Ce détour n’est pas un artifice narratif. Il est le coeur du message de l’Épiphanie.
Premièrement, il affirme la primauté de l’obéissance à Dieu sur l’allégeance au
pouvoir politique. Hérode incarne la violence, la manipulation, la jalousie meurtrière.
Les mages refusent de devenir ses instruments. Ils choisissent la vérité contre l’ordre
établi.
Deuxièmement, ce changement de route symbolise la conversion intérieure. Celui
qui a véritablement rencontré le Christ ne peut plus emprunter les chemins d’avant.
Quelque chose s’est déplacé en lui. L’ancien itinéraire est devenu impossible.
Troisièmement, les mages nous enseignent le refus de la complicité. Ils auraient pu
obéir à Hérode, invoquer leur statut d’étrangers, leur ignorance des enjeux locaux. Ils
ne l’ont pas fait. Ils se sont rendus responsables de la vie de l’enfant.
Enfin, ce récit célèbre le courage du discernement. Les mages ne se contentent pas de
suivre l’étoile. Ils écoutent, réfléchissent, discernent. Le songe n’annule pas leur liberté
: il éclaire leur conscience.
Une question pour notre temps
La convergence est claire. Mgr Muteba parle. Bonhoeffer exige. Taor agit. Les mages
désobéissent.
Et tous posent la même question aux élites congolaises — politiques, économiques,
religieuses, intellectuelles : qu’avez-vous fait de votre responsabilité pendant
que le peuple survivait ?
Être une élite n’est pas d’abord un privilège. C’est une charge. Savoir et se taire n’est
pas de la sagesse, c’est une démission. Préserver sa position pendant que des vies sont
broyées n’est pas de la prudence, c’est une trahison.
La théologie africaine contemporaine est claire sur ce point : la foi qui ne protège pas
la vie trahit l’Évangile. Elle ne demande pas d’abord l’orthodoxie du discours, mais la
fidélité à l’humain concret.
Choisir un autre chemin
En ce temps de l’Épiphanie, je voudrais inviter chaque Congolais de responsabilité à
méditer le geste des mages.
Le chemin qui mène à Hérode — celui de la soumission aux puissants, de
l’accommodement avec l’injustice, du silence prudent — n’est plus praticable pour qui
a rencontré la vérité. Il faut rentrer par un autre chemin.

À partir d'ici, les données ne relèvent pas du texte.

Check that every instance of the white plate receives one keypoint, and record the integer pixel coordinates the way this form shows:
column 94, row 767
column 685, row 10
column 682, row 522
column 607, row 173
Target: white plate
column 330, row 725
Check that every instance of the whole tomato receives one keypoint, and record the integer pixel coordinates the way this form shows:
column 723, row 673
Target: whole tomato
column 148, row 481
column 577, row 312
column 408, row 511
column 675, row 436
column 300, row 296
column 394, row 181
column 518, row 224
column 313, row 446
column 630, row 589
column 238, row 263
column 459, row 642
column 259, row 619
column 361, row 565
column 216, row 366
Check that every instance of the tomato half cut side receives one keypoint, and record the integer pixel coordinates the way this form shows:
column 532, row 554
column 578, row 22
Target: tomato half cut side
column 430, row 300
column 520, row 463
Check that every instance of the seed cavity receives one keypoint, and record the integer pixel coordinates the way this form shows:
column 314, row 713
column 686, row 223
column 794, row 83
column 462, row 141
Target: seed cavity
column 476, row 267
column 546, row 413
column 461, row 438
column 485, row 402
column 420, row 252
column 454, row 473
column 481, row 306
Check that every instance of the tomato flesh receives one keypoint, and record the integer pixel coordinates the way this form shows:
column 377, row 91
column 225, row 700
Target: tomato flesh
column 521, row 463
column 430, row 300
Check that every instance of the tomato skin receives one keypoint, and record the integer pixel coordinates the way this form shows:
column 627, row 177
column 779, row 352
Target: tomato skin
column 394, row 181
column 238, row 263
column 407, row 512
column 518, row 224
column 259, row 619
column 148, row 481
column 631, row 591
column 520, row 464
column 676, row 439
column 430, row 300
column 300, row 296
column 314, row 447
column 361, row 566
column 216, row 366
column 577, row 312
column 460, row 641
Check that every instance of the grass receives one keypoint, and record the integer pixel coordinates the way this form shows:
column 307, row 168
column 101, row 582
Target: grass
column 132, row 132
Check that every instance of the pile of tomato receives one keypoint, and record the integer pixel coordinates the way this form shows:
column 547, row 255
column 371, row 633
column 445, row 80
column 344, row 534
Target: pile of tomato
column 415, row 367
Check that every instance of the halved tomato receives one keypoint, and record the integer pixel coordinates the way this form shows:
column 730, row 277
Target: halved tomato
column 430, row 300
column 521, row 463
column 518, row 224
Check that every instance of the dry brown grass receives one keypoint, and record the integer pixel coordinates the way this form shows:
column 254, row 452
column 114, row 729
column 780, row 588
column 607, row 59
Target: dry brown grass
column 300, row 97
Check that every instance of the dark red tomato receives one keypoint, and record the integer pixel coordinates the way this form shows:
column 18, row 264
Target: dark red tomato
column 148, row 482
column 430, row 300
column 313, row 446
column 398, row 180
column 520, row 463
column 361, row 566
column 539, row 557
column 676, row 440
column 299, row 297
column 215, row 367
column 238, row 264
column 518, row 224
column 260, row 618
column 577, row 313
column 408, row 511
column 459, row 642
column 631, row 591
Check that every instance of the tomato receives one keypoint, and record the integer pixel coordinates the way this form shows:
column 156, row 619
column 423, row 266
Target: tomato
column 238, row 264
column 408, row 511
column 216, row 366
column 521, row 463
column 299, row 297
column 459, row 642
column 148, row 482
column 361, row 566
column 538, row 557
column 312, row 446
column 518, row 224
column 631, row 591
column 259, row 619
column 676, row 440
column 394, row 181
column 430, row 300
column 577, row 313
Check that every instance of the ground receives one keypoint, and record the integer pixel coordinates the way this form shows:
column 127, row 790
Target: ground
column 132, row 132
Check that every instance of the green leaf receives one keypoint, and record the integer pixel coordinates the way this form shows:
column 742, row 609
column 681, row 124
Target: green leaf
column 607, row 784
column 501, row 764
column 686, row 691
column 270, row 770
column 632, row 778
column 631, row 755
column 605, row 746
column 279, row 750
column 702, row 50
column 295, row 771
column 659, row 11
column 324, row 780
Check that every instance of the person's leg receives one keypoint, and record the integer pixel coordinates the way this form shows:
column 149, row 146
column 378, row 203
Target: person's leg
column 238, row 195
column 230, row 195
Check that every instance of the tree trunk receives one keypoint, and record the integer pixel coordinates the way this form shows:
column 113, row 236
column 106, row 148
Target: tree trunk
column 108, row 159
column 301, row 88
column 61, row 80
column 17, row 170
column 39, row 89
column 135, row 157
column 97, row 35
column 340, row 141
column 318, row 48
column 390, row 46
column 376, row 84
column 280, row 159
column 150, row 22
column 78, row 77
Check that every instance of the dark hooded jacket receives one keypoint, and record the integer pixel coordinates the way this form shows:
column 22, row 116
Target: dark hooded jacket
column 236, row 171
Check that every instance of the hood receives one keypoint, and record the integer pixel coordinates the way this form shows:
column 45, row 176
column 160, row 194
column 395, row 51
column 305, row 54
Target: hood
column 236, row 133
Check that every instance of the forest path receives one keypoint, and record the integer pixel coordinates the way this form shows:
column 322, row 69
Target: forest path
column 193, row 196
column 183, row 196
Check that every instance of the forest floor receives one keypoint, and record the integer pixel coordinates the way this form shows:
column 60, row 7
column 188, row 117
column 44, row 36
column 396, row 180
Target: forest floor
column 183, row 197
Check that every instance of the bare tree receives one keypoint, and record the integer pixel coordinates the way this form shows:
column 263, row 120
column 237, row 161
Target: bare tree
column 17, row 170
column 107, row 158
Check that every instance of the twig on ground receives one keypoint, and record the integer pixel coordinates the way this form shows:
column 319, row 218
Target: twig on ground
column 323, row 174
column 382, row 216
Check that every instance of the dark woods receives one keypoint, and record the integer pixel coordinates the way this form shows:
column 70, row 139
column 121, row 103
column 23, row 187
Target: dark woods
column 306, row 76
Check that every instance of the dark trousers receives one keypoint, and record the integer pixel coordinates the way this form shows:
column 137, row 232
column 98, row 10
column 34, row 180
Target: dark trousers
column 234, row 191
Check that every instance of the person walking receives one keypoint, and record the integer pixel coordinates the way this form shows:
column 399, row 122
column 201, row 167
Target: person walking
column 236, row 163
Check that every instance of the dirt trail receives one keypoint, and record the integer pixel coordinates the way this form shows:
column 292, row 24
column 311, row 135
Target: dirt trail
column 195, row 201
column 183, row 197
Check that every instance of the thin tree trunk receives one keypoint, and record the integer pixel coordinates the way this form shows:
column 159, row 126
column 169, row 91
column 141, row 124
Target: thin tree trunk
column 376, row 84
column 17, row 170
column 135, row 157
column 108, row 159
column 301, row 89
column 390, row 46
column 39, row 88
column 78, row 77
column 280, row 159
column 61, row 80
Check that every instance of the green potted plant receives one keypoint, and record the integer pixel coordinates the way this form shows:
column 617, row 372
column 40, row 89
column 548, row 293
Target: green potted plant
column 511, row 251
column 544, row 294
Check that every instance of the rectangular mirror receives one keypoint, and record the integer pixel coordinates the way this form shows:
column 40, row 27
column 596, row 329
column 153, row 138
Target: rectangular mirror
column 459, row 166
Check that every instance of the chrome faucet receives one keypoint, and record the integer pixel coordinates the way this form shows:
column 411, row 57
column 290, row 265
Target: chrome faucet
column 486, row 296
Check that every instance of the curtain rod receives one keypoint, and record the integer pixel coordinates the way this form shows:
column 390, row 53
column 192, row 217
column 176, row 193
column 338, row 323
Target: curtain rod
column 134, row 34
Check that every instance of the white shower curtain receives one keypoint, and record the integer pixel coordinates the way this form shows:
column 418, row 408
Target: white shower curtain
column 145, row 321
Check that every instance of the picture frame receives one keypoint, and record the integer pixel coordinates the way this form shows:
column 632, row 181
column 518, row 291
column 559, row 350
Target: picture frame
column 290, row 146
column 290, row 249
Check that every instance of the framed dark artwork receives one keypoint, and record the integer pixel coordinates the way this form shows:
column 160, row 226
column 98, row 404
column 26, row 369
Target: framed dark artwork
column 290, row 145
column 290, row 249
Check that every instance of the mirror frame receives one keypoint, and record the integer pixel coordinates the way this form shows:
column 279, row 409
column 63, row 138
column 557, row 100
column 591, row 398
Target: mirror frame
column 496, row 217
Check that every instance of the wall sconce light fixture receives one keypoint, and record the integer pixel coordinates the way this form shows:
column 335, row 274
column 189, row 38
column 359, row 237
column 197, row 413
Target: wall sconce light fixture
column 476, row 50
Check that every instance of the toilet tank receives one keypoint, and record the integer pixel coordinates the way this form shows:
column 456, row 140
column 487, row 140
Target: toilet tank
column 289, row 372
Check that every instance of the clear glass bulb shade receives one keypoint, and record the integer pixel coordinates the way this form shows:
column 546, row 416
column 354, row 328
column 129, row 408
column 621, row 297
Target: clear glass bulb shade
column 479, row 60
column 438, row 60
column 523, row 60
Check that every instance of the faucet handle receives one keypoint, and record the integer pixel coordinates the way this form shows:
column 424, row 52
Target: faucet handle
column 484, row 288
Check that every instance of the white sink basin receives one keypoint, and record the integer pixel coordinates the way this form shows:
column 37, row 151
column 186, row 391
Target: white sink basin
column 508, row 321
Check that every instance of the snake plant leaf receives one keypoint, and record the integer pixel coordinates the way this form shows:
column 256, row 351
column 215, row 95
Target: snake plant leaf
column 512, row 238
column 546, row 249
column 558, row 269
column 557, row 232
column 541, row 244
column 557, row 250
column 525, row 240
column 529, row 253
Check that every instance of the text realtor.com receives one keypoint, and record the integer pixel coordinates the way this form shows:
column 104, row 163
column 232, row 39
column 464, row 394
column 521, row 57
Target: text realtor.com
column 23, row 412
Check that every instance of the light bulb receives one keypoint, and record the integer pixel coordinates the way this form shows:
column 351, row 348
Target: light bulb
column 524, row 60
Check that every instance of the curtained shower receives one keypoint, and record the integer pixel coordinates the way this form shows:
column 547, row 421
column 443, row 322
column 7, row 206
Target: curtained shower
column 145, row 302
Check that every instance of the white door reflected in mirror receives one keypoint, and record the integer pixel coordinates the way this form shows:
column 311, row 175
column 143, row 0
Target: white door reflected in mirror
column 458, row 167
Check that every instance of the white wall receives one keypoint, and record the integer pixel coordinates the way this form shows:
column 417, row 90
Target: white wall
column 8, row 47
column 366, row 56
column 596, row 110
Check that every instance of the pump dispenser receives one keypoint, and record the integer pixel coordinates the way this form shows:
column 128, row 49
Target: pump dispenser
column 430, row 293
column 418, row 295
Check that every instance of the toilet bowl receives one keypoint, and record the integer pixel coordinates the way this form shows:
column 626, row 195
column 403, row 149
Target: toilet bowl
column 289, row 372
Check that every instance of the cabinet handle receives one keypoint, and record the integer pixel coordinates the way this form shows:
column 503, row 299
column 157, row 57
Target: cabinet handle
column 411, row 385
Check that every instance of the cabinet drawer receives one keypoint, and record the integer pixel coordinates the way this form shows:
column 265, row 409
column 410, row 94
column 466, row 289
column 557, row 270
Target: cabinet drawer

Ce chemin, c’est celui du courage. Celui de la parole qui dérange. Celui de l’engagement
au service des plus fragiles. Ce n’est pas un chemin facile. C’est un chemin exigeant,
escarpé parfois, mais c’est le seul qui mène quelque part.
Mgr Muteba, en recentrant Noël sur la fragilité humaine, a honoré la vocation la plus
haute de l’Église : tenir debout là où la société s’habitue à s’agenouiller devant
l’injustice. Il a rappelé que consoler sans dénoncer, bénir sans protéger, prier sans agir,
revient à neutraliser le message chrétien.
Celui qui a rencontré la vérité ne peut plus emprunter les routes de la
peur, de la ruse ou de la mort.
C’est à cette condition seulement que Noël et l’Épiphanie cesseront d’être des rituels
répétitifs pour redevenir, au Congo, une espérance responsable.